Reprinted with permission
After month, Rt. 940 opens
The Standard-Speaker (standardspeaker.com)
By KENT JACKSON, Staff Writer
Friday, 16 May 2008
State Route 940 reopened in Drifton at 3 p.m. Thursday after being closed for more than a month by a mine subsidence.
With the road reopened, motorists no longer have to take detours when driving between Hazleton and Freeland.
Residents of the Drifton Estates, however, wonder if releasing traffic onto the road will shake the unstable ground that gave way on April 9 and damaged two homes in their development.
The road reopened three weeks ahead of schedule after general contractor Minichi Construction worked quickly to fill mine voids. On Thursday morning, subcontractor Barletta Construction milled and repaved a short section of the road from the Drifton Post Office to Smith Drive, which is the entrance to Drifton Estates. Then a contractor repainted lines on the road in time to reopen for afternoon commuters.

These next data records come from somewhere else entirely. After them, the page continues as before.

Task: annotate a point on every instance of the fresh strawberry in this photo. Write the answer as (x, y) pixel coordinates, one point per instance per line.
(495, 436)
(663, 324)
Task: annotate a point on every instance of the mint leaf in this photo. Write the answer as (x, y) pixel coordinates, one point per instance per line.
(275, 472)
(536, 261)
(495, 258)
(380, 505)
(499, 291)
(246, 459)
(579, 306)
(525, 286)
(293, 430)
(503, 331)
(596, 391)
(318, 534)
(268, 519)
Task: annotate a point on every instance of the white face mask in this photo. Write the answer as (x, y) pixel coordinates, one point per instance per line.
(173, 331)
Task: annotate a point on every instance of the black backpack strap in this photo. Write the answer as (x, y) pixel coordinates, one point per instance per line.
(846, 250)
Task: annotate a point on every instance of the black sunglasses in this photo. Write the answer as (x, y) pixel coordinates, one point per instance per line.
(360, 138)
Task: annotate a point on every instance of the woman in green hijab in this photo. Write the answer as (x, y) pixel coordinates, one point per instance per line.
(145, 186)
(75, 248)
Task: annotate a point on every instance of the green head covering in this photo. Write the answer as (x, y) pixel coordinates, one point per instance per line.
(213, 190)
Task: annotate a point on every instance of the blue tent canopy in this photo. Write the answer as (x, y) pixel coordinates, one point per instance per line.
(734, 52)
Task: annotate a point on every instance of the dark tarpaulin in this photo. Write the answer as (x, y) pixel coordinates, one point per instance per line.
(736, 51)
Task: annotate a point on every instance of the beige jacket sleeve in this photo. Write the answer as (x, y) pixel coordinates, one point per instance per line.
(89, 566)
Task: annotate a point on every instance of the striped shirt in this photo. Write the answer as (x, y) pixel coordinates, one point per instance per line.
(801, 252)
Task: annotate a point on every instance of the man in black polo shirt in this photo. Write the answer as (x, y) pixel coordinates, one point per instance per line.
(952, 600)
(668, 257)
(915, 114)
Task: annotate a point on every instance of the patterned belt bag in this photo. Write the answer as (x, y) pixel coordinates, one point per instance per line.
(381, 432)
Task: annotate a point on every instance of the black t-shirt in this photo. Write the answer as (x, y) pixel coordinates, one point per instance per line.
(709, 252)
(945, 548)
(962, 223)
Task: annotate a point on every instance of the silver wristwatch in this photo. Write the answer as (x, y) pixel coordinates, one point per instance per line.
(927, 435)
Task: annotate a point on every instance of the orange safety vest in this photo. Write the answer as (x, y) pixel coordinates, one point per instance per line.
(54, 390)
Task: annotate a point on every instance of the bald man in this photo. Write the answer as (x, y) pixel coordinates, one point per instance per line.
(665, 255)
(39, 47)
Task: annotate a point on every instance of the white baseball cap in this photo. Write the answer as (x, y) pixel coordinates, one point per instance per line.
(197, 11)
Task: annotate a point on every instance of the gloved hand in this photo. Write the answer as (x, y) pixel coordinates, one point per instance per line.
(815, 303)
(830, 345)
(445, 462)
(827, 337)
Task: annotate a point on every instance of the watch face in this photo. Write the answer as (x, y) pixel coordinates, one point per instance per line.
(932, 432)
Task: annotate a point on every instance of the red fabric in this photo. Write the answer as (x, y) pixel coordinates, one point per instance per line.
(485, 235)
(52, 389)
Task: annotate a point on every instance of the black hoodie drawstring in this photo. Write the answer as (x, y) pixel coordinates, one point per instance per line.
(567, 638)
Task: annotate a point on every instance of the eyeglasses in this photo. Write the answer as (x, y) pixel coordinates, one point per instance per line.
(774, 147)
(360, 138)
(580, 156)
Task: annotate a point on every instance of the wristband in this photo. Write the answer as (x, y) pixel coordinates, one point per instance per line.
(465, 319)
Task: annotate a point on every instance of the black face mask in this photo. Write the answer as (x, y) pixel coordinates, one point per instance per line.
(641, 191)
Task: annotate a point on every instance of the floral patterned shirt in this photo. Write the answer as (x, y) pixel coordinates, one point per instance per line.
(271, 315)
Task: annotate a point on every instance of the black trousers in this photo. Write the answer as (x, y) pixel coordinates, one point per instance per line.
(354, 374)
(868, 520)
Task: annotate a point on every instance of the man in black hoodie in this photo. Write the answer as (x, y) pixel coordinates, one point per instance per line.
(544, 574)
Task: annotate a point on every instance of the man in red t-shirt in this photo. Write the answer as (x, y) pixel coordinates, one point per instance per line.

One day next week, crews will return to paint “slow down” advisories on the pavement near the curve east of Smith Drive, but the road will stay open for that work, according to the state Department of Transportation.
PennDOT closed the road from the post office to Windy Hill Road to protect motorists and a natural gas line that runs beneath the road.
While no holes opened in the pavement, PennDOT’s engineers concluded that a chamber 15 feet deep was beneath one lane of the highway.
PennDOT hired Minichi for $202,000 to drill exploratory holes through the road and then fill the void. By sinking a camera through the holes, workers were able to determine dimensions of the void. The drill operator also noted when he was boring through rock, loose rock and when he hit a cavity, which added to the knowledge of what was underground.
Opening the road marks the end of the second of three projects planned at Drifton.
After the subsidence opened, the U.S. Office of Surface Mining awarded emergency contracts for $150,000 to excavate and fill holes that opened around two homes. During that work, a void was discovered beneath the highway and in the right-of-way, which is PennDOT’s responsibility to maintain.
In the third project, which the federal mining office plans to award after Memorial Day, a contractor will drill more holes and add fill around one of the damaged homes, owned by Robert and Margaret Pecile at 2 Smith Drive.
The Peciles want to repair their house and move back in.
They have no guarantee that the ground won’t shift again and damage their house once more, but they don’t want to walk away from their investment in the home.
Their neighbors, Joseph and Joan O’Day, have insurance against mine subsidence and plan to use their insurance settlement to relocate.
Standard homeowner’s policies don’t cover mine subsidence, so the state sells insurance against subsidence.